The red flags started waving around cryptocurrency lending platform Celsius Networks late last year.

That’s when the company’s then-chief financial officer, Yaron Shalem, was charged in Israel in connection with an alleged crypto scam that Israeli police say defrauded victims around the world.

The alleged fraud predated Shalem’s days working for Celsius, but his arrest couldn’t have come at a worse time — just as the company had closed a $750 million funding round that valued it at $3.5 billion.

While the charges against Shalem were initially kept under seal in Israel, news of his arrest leaked out in the press almost immediately. Yet it took Celsius days to acknowledge that the man responsible for minding their books had been implicated in a major fraud case at another company.

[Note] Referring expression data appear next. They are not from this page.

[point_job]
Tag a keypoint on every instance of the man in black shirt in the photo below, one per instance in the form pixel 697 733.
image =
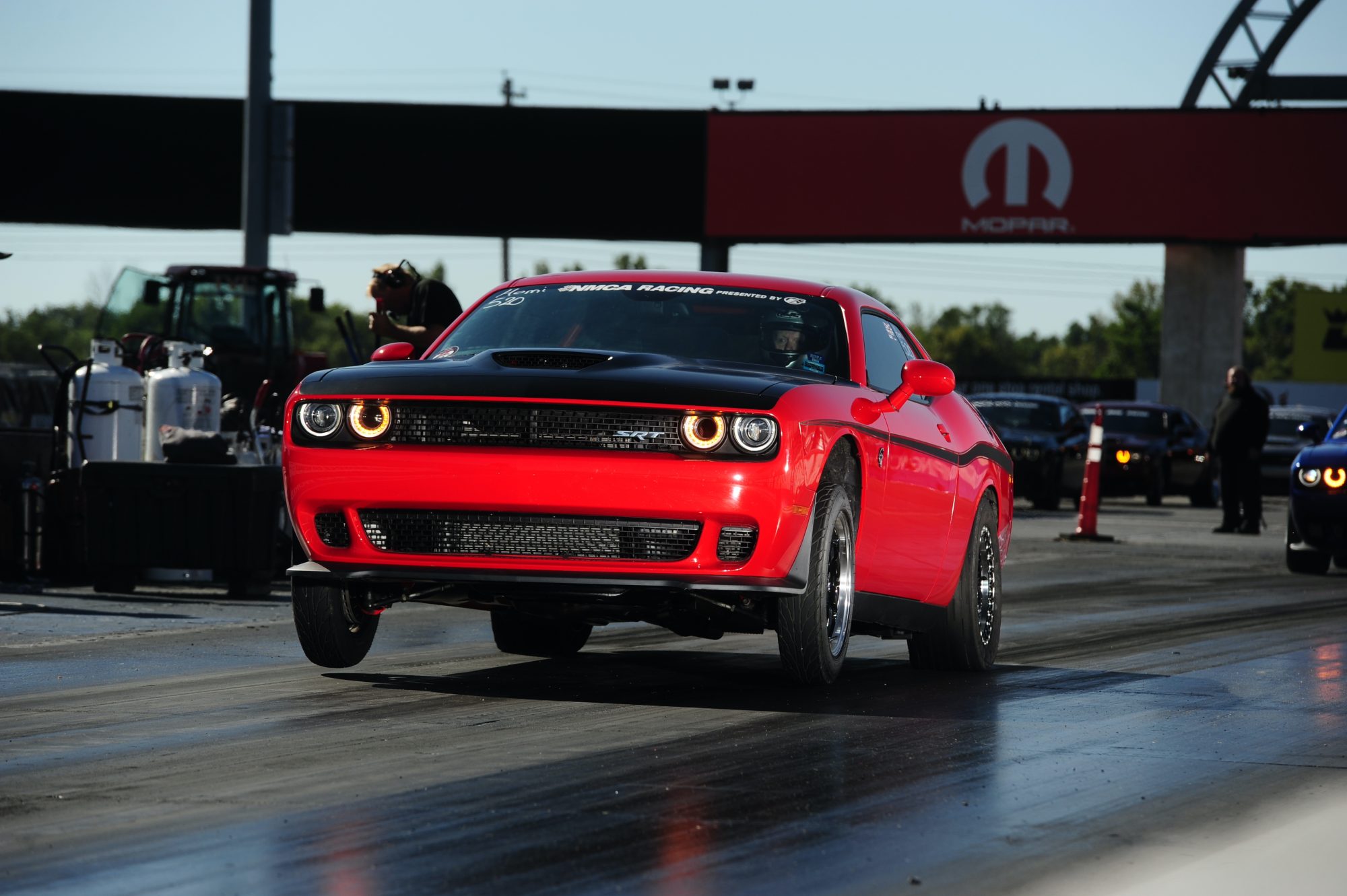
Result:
pixel 426 306
pixel 1239 434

Shalem was eventually suspended and has since left the firm, the company has said. Lawyers for Shalem have denied that he was engaged in any wrongdoing.

In the months prior, Celsius had been hit with several cease and desist orders from regulators in New Jersey, New York, Kentucky, Alabama and Texas, demanding it stop selling its primary investment product because it was unregistered and in violation of state laws.  Celsius had been paying high rates of interest to customers who kept their cryptocurrencies on the platform at a time when most investment products struggled to provide meaningful yields to investors.

Celsius founder Alex Mashinsky said in January that regulators had come back with a “thumbs up” after looking into the company’s business. He kept running the company out of Hoboken, N.J.

Then, in late January, Bloomberg reported that the Securities and Exchange Commission had begun taking a closer look into Celsius’ operations.

Previously, it had emerged that the company’s former head of institutional lending from 2018 until 2020, who was in control of hundreds of millions of dollars in assets, had little background in finance or crypto, and had once worked in the porn industry. 

A message sent to representatives of Celsius wasn’t immediately returned.

In recent months, the entire crypto market has been in free fall, with some leading currencies like bitcoin BTCUSD, -13.74% and ethereum plunging by more than 60%, and other blockchain-backed coins seeing their value evaporate completely. 

Celsius saw its asset under management dip from what it said was $26 billion in October to $12 billion as of May. The company said $8 billion of that had been loaned to investors.

Late on Sunday, it all came tumbling down: Celsius announced that it was freezing all withdrawals, swaps and transfers by investors, citing “extreme market conditions.”  

“We are taking this necessary action for the benefit of our entire community in order to stabilize liquidity and operations while we take steps to preserve and protect assets,” the company said in a statement,

While Celsius could recover, the move raised serious questions about its solvency and triggered a broad sell off of crypto currencies on Monday. Major stablecoin issuer, Tether USDTUSD, , had been a large investor in Celsius. On Monday, Tether issued a statement describing Celsius’ woes as the “unfortunate result of market volatility and extreme market conditions,” and that they had no impact on “our own reserves or stability.”

At the heart of this situation is Celsius’ offer to pay an eye-popping 12% interest to customers who parked their bitcoin and other high-value cryptocurrencies on the company’s platform. To fund this, Celsius said it sold its own coins, offered high-rate defi loans and had plans to open its own crypto mining operations. In recent years, numerous other lenders with similar type business models have popped up.

But market watchers have long been skeptical that the numbers added up or if the model was strong enough to withstand a serious market downfall.

It may now be up to financial regulators to figure it all out.